Ryan Gosling in La La Land

The dynamics of the movie keep drawing on a clash between a longed for reality and actual reality.

Often the clash is between a vision of the cultural past and a disappointment in the present: the characters seek out old styles of music, old venues, old cinemas. So the movie is heavy with nostalgia.

Often the clash is between a reminiscence of the characters’ personal past and the emptiness of the present: experiences of my childhood that I can never reclaim, relationship choices with painful consequences.

Often the clash is between a dream for the future and the banal details of the present: unpaid bills, humiliating auditions, selling out to commercial tastes. So the movie is fuelled by longing. So the characters often express regret.

Don’t get me wrong: the movie is fun, enchanting, escapist and entertaining.

Ryan Gosling and Emma Stone dancing in La La Land

You may regret that the dancing is as wooden as it is or you may long for singing that’s a little stronger but this is a musical that makes you smile.

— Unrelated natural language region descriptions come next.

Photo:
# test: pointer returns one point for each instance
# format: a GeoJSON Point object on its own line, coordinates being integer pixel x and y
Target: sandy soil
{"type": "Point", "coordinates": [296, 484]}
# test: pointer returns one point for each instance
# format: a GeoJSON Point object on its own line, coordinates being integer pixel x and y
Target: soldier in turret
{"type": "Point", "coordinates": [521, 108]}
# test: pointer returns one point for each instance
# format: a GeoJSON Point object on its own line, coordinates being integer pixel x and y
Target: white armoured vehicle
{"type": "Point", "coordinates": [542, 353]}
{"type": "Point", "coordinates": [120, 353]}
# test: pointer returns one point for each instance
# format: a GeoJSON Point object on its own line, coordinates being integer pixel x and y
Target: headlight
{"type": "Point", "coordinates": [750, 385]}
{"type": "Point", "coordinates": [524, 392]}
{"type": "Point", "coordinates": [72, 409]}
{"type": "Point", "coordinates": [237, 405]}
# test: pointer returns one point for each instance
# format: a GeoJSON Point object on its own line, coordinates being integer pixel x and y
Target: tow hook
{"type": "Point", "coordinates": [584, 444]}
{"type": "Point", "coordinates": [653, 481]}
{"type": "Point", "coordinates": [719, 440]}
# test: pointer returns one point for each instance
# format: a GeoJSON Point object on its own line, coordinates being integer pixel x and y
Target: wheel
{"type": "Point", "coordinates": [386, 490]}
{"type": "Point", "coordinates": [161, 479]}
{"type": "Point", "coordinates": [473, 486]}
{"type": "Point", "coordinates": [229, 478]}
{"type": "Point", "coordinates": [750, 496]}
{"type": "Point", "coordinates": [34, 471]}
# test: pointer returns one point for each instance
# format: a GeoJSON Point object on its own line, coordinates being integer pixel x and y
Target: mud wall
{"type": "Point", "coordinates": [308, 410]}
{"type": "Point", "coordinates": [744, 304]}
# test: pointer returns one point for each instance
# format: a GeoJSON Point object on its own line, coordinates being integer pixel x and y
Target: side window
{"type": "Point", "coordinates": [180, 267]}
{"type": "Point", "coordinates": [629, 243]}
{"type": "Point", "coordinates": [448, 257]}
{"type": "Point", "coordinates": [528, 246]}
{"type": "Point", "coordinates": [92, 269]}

And yet... it also haunted me with melancholy that lasted for days.

Perhaps because I am a man who has a well-loved pair of tap shoes at the bottom of his wardrobe. Of course, the very design of the film is drawn from nostalgia, regret and longing.

Ryan Gosling and Emma Stone dancing in La La Land

It deliberately uses a cinematic genre from the 1930s and 40s. It uses real locations but shoots them at dusk or bathed in gorgeous artificial light so that they have an unreal quality. It has two endings so that the clash between the possible and the real is inescapable. Why, even a traffic jam can become saturated in music, colour and dance.        

Traffic jam dancing scene in La La Land

Around the same time I saw La La Land, I was reading a book about a book that felt like it was about the movie. Let me explain.

Charles Taylor

James K. A. Smith

Charles Taylor, a Roman Catholic Canadian philosopher has written a magisterial volume of secularism called; A Secular Age. The reformed philophical theologian, James KA Smith, has written an appreciative guide to Taylor’s work called How Not to be Secular.

Smith quotes a novelist who said:

I don’t believe in God but I miss him.

How’s that for a quote about truth and reality.

Now is not the time to unpack Taylor and Smith but I do commend them to you. One of the most striking elements in their argument is that, despite the enlightenment, the philosophical west remains haunted by the idea of transcendence. Scientists and engineers have lots of ways of explaining how a light works but we can’t shake the sense that it is kind of magical.

Despite the melancholy it stirred in me I was glad to see La La Land because it confirmed the sense that our culture is still haunted by transcendence whether experienced through nostalgia, longing, regret or the great artistic efforts we go to to make the imaginary real. Despite the twists and turns in its story telling, I think the film asks:

Why not transcendence?

Why not carry tap shoes?

Why not dance in the stars?

And I say: indeed, why not…

When the truth is: there’s an eternal Spirit living in me.

When there’s a God listening to my prayers.

And there’s an heroic but historical man who even rose from the dead.